Walidah Imarisha envisioned a full length poetry book, "Scars/Stars", over a decade ago. Since then, she has been all across the country, doing justice work, documenting her experiences.
Much of Imarisha's work is poetic journalism. It's not just about transferring facts and information; she gives her readers visceral images and experiences.
"I think that's what really good journalism does," she says. "It makes you feel it. It's not just imparting information but you feel the emotions."
For example, she based "Wade in the Water" on her Hurricane Katrina documentary, "Finding Common Ground in New Orleans."
"Muddied rings still stain
the waists of houses.
Bodies of rotting dogs
in the stilted Louisiana sun.
In a town an hour outside of New Orleans
corpses were unearthed
from their graves,
set free to float down the street."
The name "Scars/Stars," was inspired by Toni Morrison's "Beloved." Morrison wrote that the scars on a formers slave's back formed a tree.
This image has stuck with Imarisha all of her adult life. It's a reminder that beautiful things can grow from even ravaged earth.
With her book, she hopes to turn our collective scars into northern lights, an allusion to the north stars that slaves used to escape to freedom. She hopes that shining a light on hers will encourage others to do the same.
"We can take these scars and turn them into north stars to help guide others on their path but we can only do that if we're brave enough to show our scars and admit that we have them," says Imarisha. "What I hope that folks take away is that the scars that we carry can be beautiful and they are proof that we survived and that we are still here."
"Scars/Stars" covers a bevy of subjects, including police brutality, graffiti writing, abortion and political prisoners.
"There's no scar that's the same and our scars make us individual and beautiful," says Imarisha.
When she lived in Philadelphia, she would visit political prisoner Sundiata Acoli every month for a period of six years.
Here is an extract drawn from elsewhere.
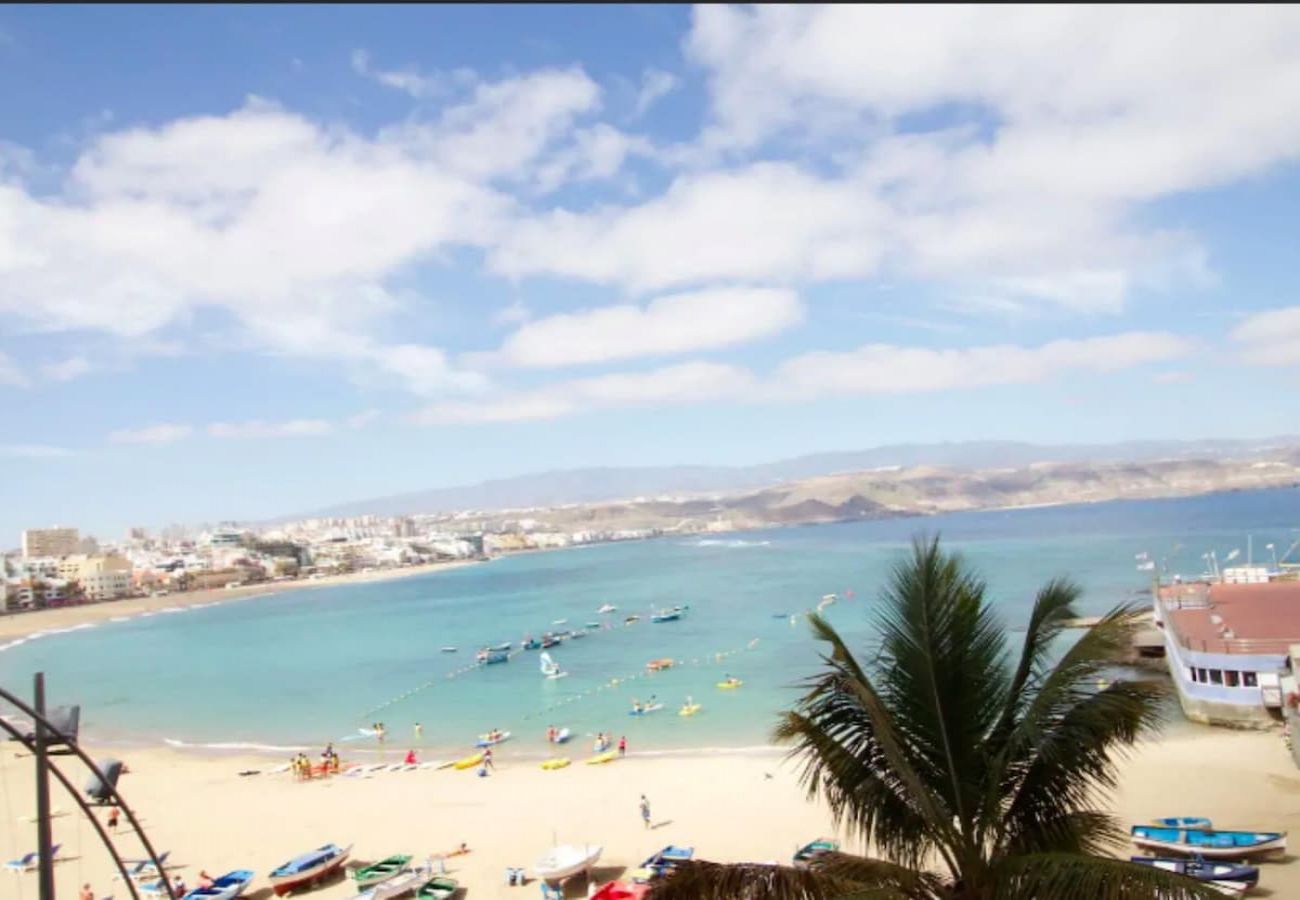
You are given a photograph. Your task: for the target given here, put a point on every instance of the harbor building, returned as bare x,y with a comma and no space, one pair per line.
1229,645
51,542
She detailed one visit in "Coffee and No Cigarettes."
"Watch the families
Watch the sun rise
as their loved one enters.
Hugs and long stolen kisses
under harsh fluorescent lights,
harsher eyes of guards
who must count in their heads
'One one thousand
two one thousand
three one thousand--
All right, break it up.'
the door opens
and Sundiata walks out,
all 5'7 of him
(which he believes to be 5'9).
His face stern
his eyes drink in the room
in a second,
who is there,
the guards' positions.
Every day survival.
His eyes fall on you,
his wide welcome home smile
splits his face,
a watermelon chopped open
on a hot summer day."
Imarisha and Acoli go on to discuss everything from nicotine to Acoli's life as a NASA mathematician. Acoli purposely avoids discussion of beatings and cold midnight cell bunks out of concern for Imarisha's emotional well-being.
"The process is so routine," says Imarisha. "The horrific is normalized. I realized, talking to people—people had no conception of what it's like even to go through processing just to see someone. Let alone, to go see political prisoners."
Although she is also well known for her creative nonfiction, scholarly essays and science fiction writing, poetry is Imarisha's first love.
Nationally known as the "Bad Sista," she has performed across the country with Turiya Autry in the spoken word duo Good Sista/Bad Sista. Imarisha's work has also been published in a number of chapbooks, websites and publications.
Poetry is her emotional first reaction to everything. It's how she processes the world.
"A lot of the damage folks do to themselves is not having an outlet for the pain and the rage that comes from living, specifically as an oppressed person in this world," says Imarisha.
"For me, poetry is that outlet to externalize the hurt and the pain and to try to organize it in some way that I can pull something beautiful out of something terrible."